Section 2 describes the proposed mathematical model.
Section 3 illustrates the application of the model using the example of a desktop to validate the applicability and effectiveness of the model.
Section 4 concludes the paper with future research directions.
4. Conclusions
In order to support OEMs who produce both new and remanufactured products, this paper presented a mixed-integer programming model for designing an optimal line of new and remanufactured products. Considering the two marketing objectives of maximizing the total profit and maximizing the total market share, the proposed model simultaneously optimizes design specifications, selling prices, and production quantities, and the detailed production plan for the new and remanufactured products. The model contributes to the literature in three ways: (1) the model conducts design optimization, pricing, and production planning of the new and the remanufactured products in an integrated manner; (2) the model considers an upgrade possibility in remanufacturing; and (3) the model stipulates that the total environmental impact of manufacturing remains below a certain limit and helps improve the environmental sustainability of the decision. The proposed model can help firms overcome the two major challenges in OEM remanufacturing: Cannibalization of new product sales, and the technological obsolescence of used products.
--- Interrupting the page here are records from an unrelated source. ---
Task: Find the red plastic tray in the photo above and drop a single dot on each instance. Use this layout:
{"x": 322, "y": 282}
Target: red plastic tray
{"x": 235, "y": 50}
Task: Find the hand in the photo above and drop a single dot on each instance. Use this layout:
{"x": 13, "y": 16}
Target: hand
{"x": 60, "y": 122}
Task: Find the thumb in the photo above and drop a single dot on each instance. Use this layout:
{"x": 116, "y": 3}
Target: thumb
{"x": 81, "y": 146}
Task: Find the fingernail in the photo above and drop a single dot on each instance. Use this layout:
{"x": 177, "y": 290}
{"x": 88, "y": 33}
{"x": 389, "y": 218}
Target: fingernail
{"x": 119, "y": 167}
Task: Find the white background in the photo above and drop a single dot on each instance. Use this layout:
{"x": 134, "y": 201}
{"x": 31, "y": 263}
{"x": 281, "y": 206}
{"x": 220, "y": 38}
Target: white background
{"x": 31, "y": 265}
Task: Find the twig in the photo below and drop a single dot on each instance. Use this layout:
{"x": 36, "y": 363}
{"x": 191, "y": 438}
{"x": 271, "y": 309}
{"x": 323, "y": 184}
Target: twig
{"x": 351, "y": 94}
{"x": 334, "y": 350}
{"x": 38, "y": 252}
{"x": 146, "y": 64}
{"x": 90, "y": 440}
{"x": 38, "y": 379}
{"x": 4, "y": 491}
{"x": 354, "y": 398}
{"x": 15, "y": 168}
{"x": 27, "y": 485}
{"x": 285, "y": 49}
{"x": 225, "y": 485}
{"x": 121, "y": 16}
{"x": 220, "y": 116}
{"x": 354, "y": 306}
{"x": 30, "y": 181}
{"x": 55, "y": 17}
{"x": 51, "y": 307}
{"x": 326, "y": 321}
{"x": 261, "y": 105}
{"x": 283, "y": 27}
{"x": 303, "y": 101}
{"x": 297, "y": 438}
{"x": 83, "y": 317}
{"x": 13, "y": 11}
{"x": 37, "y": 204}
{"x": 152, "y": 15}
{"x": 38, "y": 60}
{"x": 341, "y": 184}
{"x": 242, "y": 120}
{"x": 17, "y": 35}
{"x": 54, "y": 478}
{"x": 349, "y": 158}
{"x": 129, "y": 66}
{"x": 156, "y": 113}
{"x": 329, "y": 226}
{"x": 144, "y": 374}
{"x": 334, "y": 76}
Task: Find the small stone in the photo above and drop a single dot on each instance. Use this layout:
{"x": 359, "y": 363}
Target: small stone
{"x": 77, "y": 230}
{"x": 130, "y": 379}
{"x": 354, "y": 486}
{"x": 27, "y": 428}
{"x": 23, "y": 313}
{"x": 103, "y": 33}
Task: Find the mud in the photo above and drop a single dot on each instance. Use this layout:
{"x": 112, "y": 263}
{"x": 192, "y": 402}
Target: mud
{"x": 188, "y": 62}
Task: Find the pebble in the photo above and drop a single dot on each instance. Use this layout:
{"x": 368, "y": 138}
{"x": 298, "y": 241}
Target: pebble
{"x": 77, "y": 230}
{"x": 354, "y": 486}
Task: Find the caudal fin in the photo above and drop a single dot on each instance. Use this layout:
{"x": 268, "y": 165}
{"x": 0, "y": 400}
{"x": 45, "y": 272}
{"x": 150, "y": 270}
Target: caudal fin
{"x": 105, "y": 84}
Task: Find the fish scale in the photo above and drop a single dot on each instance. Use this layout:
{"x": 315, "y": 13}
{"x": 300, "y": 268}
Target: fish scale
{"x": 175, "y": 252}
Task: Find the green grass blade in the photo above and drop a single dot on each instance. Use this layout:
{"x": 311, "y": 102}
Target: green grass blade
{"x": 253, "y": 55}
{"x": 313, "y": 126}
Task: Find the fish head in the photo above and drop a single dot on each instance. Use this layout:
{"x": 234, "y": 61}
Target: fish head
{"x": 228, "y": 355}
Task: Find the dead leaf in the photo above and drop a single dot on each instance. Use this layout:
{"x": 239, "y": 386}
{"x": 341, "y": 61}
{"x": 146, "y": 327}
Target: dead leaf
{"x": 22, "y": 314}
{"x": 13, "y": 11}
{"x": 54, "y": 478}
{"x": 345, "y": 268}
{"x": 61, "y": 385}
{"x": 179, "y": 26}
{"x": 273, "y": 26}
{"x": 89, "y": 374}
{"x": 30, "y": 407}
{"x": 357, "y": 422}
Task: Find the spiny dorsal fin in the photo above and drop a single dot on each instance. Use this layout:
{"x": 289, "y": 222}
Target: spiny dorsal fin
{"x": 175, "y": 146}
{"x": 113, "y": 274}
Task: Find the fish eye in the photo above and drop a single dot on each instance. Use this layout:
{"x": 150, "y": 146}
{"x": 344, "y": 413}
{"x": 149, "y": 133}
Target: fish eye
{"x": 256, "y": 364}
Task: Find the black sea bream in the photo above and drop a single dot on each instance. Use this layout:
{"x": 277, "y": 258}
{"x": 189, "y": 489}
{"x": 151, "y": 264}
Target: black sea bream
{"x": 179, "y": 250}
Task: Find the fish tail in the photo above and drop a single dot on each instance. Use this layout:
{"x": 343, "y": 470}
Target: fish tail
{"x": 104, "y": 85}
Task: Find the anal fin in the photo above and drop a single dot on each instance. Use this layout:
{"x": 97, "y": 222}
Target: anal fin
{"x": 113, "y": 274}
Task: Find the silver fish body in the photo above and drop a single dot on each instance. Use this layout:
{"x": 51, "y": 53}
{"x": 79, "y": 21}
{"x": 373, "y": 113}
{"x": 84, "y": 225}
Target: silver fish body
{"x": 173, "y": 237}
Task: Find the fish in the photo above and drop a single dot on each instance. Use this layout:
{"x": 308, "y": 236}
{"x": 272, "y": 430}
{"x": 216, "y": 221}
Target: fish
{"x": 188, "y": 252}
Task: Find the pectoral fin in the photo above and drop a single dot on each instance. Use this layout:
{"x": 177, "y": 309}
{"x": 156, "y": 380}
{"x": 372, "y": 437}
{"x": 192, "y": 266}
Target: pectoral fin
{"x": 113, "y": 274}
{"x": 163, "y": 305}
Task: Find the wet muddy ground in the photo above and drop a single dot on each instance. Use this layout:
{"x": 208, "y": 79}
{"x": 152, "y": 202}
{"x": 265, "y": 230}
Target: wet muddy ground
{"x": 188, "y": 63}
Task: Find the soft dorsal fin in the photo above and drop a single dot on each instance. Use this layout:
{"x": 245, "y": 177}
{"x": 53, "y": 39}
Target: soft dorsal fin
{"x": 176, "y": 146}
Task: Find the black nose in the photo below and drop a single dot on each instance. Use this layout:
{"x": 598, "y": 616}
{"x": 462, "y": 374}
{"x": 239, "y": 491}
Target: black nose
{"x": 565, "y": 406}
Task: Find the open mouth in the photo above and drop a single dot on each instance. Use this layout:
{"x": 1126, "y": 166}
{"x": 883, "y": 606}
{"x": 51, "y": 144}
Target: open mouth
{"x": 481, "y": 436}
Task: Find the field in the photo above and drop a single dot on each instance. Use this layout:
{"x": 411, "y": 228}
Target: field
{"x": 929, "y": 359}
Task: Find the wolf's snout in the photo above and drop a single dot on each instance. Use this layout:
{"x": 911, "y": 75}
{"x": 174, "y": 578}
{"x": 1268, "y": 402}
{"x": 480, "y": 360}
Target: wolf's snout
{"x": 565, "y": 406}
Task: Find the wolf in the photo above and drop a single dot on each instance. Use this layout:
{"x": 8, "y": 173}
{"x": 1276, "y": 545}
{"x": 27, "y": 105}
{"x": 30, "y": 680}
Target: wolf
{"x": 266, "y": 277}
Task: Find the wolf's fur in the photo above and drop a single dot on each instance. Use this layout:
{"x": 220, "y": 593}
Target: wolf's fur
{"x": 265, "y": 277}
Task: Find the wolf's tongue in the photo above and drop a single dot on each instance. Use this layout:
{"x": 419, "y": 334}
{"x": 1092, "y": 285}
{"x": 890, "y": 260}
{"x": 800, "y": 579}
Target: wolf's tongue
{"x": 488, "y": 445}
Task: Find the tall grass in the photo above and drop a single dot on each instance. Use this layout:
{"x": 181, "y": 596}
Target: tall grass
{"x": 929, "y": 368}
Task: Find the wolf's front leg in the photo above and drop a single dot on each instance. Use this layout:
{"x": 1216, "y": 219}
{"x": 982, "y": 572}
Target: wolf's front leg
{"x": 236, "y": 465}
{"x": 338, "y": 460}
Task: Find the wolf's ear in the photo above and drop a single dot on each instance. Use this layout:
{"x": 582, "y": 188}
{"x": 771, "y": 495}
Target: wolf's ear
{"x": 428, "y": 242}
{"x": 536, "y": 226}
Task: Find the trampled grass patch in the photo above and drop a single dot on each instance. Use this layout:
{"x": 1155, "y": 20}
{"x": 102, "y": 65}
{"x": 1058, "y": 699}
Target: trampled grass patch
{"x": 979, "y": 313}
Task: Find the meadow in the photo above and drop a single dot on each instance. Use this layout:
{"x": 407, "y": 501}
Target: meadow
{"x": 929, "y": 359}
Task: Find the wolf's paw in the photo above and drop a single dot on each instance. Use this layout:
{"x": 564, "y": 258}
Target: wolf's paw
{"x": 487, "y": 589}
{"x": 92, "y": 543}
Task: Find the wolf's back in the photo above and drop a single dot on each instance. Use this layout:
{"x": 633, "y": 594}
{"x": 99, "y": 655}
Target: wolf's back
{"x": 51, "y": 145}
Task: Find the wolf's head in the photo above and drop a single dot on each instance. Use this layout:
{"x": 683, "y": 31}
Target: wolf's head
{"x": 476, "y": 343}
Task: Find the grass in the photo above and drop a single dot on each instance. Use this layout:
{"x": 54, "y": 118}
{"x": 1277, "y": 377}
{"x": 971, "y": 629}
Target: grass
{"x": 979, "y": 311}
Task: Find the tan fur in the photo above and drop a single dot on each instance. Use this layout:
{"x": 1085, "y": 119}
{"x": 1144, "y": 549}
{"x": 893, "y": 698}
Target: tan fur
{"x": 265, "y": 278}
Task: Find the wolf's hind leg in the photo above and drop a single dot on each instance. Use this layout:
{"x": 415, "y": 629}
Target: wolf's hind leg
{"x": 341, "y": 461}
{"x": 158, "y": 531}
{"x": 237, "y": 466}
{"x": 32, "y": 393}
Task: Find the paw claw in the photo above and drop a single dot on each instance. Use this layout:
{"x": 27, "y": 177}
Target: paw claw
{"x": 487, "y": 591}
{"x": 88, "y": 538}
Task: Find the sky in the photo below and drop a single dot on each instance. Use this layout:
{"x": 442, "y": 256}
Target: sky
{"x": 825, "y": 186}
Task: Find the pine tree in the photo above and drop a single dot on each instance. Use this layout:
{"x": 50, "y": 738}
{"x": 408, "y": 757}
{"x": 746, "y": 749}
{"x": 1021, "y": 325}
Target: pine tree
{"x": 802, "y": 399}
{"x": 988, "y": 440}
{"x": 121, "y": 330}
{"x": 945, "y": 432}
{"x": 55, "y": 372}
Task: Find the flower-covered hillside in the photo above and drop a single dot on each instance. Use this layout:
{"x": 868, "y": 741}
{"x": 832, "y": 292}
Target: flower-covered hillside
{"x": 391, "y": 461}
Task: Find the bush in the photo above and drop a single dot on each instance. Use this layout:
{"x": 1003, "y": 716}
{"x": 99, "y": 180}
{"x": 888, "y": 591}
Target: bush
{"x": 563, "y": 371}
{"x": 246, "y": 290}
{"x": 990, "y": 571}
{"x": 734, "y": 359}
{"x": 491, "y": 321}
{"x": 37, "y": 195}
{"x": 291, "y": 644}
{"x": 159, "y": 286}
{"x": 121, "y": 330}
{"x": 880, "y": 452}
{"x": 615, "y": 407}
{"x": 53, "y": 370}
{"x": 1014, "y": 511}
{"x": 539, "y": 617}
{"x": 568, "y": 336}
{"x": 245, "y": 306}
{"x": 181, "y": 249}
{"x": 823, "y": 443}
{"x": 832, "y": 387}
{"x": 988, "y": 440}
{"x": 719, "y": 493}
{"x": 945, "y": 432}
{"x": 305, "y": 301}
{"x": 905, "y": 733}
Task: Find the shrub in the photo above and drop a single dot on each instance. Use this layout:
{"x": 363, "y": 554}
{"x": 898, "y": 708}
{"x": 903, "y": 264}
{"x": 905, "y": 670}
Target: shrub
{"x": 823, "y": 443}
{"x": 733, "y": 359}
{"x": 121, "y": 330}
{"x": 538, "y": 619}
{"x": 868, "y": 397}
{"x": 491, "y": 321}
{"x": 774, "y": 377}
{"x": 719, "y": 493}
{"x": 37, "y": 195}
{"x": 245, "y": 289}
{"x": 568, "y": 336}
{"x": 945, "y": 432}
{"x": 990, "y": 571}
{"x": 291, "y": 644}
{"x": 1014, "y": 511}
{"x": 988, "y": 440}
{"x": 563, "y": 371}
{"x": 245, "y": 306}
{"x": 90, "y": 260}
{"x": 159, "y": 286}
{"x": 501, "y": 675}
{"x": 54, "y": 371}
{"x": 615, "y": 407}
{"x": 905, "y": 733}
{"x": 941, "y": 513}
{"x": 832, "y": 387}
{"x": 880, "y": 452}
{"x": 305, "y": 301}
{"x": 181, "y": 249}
To validate the applicability and effectiveness of the model, this paper presented a case study using the example of desktop computers. Three analyses were discussed in the case study: First, with the objective of profit maximization, the case of offering the line of new and remanufactured products (Scenario NRW) was compared with the case of producing brand-new products only (Scenario NO); second, the other objective of market-share maximization was considered to see which scenario has a greater potential for market share; finally, the two marketing objectives were considered at the same time using a bi-objective optimization in order to analyze whether the optimal product line can increase both profit and market share, given an environmental limit.
The case study demonstrated that remanufacturing can be an effective strategy for a firm to achieve both economic profitability and environmental sustainability. Despite the cannibalization of the new product sales, embracing remanufacturing achieved a higher profit and a greater market share with reduced environmental impact. Scenario NRW dominated Scenario NO in all three analyses and showed that there exist multiple opportunities for “green profit” and “green market share.” Upgrading in remanufacturing was revealed as one factor that maximizes the potential of remanufacturing. The results of the case study do not mean that such profit and market-share opportunities always are available, or that incorporating remanufacturing is always a good choice. It depends on the business case. However, if any opportunities exist, the proposed model can help reveal them and can assist in the OEM’s decision-making.
The current model considers only a single period and ignores the effects of current decisions on the next period. In the future, the model can be improved for multi-period planning by including future effects. Uncertainty consideration is another possibility for future research. Many parameters in the optimal line design are stochastic and uncontrollable in reality. A stochastic model can be developed in the future to deal with such uncertainties. Demand modeling was beyond the scope of this paper, but it is a critical element for the success of the proposed model. More research is needed in the future to clarify how the market responds to the pricing decisions. The current model also did not consider the case in which the competitors change their product line design in response to the OEM’s optimal decisions. Game theory can be utilized in the future to better reflect competition among firms.